For sure you can achieve your spending goals in other ways, but collecting funds from taxation is a big way of doing it.
No, it says we need to redistribute
And that means taking away the wealth of the richest
Tax does that
Would it be appropriate to also say that tax also helps us to maintain spending (investment) as it controls inflation until the spending objectives have been met?
Yes
John Turning.
I see taxation as destroying/removing money from the economy to create the “space” for more government spending.
Government doesn’t need the tax in order to spend. It can just create the money.
What the government DOES need to do is make sure that there isn’t too much money in the economy.
As the government is constantly spending into the economy on public services, it needs to be constantly removing money from the economy at the same time.
Government does this by permanently destroying money (taxation) or removing money from the economy for a fix period of time through Bonds.
Taxing those with the most money the most allows people with less money to pay less tax and so hold onto more of their money.
The need for money to be “removed” remains constant, it’s who it comes from that is the variable. That is how tax can be used to redistribute wealth.
John you are wrong you need to buy a copy of Stephanie Kelton’s book “The Deficit Myth” to understand the full arguments why I’m saying this. The price is reasonable.
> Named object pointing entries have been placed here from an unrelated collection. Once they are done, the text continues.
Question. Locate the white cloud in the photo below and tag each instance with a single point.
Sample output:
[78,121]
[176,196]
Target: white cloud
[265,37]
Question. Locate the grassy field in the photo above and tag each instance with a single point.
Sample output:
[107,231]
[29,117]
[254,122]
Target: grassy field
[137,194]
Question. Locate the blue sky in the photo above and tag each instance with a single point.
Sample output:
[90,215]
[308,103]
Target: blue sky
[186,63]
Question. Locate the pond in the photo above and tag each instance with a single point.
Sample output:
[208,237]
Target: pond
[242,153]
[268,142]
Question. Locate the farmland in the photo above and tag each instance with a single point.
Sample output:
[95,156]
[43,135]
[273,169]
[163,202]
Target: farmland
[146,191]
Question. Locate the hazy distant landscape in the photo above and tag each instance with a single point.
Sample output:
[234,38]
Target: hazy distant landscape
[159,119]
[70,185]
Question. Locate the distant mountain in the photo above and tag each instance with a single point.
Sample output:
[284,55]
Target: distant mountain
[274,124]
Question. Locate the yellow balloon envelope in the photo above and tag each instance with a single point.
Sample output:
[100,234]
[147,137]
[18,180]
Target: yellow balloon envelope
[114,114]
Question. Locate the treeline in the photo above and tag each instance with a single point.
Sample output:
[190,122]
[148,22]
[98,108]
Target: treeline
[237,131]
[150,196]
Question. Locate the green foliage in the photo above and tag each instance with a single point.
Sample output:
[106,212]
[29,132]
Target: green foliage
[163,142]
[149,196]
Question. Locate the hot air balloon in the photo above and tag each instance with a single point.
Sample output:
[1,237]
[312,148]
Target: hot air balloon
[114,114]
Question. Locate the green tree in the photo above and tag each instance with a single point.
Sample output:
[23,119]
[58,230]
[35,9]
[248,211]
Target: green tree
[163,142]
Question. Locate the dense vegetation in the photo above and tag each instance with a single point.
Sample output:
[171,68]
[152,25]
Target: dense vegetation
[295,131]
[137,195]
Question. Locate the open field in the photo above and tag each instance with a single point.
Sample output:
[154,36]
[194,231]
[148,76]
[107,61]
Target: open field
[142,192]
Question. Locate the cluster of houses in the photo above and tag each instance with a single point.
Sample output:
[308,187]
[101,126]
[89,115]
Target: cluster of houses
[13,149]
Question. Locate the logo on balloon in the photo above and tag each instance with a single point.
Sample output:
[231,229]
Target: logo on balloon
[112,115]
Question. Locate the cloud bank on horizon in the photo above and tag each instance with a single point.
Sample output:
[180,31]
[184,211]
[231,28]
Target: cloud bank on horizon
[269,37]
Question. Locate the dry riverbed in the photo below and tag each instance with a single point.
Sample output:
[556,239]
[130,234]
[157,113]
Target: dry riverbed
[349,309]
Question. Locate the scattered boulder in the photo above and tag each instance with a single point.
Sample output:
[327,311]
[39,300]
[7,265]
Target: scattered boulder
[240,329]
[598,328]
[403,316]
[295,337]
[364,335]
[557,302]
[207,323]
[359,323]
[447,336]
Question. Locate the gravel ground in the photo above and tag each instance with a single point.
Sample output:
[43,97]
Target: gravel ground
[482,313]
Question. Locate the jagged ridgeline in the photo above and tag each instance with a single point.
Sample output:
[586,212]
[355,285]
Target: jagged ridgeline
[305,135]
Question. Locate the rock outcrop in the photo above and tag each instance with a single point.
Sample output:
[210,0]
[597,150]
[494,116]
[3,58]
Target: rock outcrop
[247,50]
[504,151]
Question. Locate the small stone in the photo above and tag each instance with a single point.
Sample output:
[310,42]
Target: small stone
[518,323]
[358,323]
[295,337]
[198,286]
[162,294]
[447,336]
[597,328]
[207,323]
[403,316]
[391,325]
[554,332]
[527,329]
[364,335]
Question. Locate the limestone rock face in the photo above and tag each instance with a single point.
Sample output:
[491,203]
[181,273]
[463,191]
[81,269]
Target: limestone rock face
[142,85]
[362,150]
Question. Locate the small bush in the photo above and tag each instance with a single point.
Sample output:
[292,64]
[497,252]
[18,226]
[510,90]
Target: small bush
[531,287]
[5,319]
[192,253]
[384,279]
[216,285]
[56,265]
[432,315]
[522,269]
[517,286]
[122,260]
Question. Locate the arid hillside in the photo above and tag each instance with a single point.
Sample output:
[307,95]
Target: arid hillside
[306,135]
https://www.amazon.co.uk/Deficit-Myth-Modern-Monetary-Economy/dp/1529352525/ref=sr_1_1?crid=6MHX82W0RPSH&dchild=1&keywords=the+deficit+myth+stephanie+kelton&qid=1591793162&sprefix=The+Deficit+Myth%2Caps%2C252&sr=8-1
Or, if you fancy buying “local” and not giving money to amazon:
https://www.waterstones.com/book/the-deficit-myth/stephanie-kelton/9781529352528
Or if you prefer giving your money to someone other than amazon (and why wouldn’t you)
https://www.hive.co.uk/Product/Stephanie-Kelton/The-Deficit-Myth–Modern-Monetary-Theory-and-How-to-Build-a-Better-Economy/24893726
Bevan, writing, “Poverty, Property and Democracy'” published in the 1952 collection of his short essays, “In Place of Fear”, said, “It was not the Treaty of Versailles that broke the Weimar Constitution of Germany. It was unemployment. Hitler talked in vain when the German was in work. Loss of work is also loss of status. When Hitler raved about the low status of Germany among the nations, it was a dramatic representation of the lack of status of every unemployed worker who listened to him.”